In recent days, the price of oil has fallen to USD120 per barrel. The Economist op-ed piece made the observation that, Those looking on the bright side will also hope that a fall in the oil price will untie the hands of central bankers, allowing them to postpone the rate rises they may be contemplating to fight inflation.
At first blush, this seems to validate Bank Negara's decision not to raise interest rates. But that op-ed piece also makes the crucial observation that, the problem with the optimists’ case is that these two arguments are in tension with each other. If speculation is to blame for the high oil price, then higher interest rates, not lower ones, may be warranted, at least in the medium term.
Not increasing interest rates means cheaper money which led the op-ed piece to note that, Cheap money, after all, results in expensive assets, as the bubble in stocks then houses showed. This refers to asset inflation which was a feature in almost all global economies at the beginning of 2008.
The point being made is that since the price of oil has fallen to USD120, monetary policies directed at increasing interest rates to control inflation will be shelved.
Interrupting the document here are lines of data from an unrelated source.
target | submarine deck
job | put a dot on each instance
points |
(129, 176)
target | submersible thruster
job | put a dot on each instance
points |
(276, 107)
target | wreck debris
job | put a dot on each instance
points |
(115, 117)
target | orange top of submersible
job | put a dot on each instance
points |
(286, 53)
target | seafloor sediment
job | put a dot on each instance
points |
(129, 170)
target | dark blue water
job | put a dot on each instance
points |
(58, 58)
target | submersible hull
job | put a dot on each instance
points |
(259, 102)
This may mean that spending habits will remain. This is not a good thing because the fall in oil prices is seen by many to be a temporary thing against the longer term trend of rising oil prices.
More ominously, the op-ed piece makes the observation that, As a result, the return to pumping a barrel of oil, selling it and investing the proceeds is often less than can be gained by leaving the oil in the ground and waiting for its price to rise further.
Rather than paving the way for lower interest rates, the oil price may have dropped in anticipation of higher ones.
There is a lurking suspicion that oil producers may be going slow on oil extraction given the anticipation that the price of oil will increase again over time.
Perhaps, the true moral here is that the economic planners need to use this brief breathing space to put in place programmes that will alleviate the social and economic displacement that will take place when the oil prices begin to rise again. This means that public transportation has to be improved regardless of which direction oil prices may go.
Let us not forget that food prices have not come down. Cost-push inflation is still a phenomenon that has to be urgently addressed.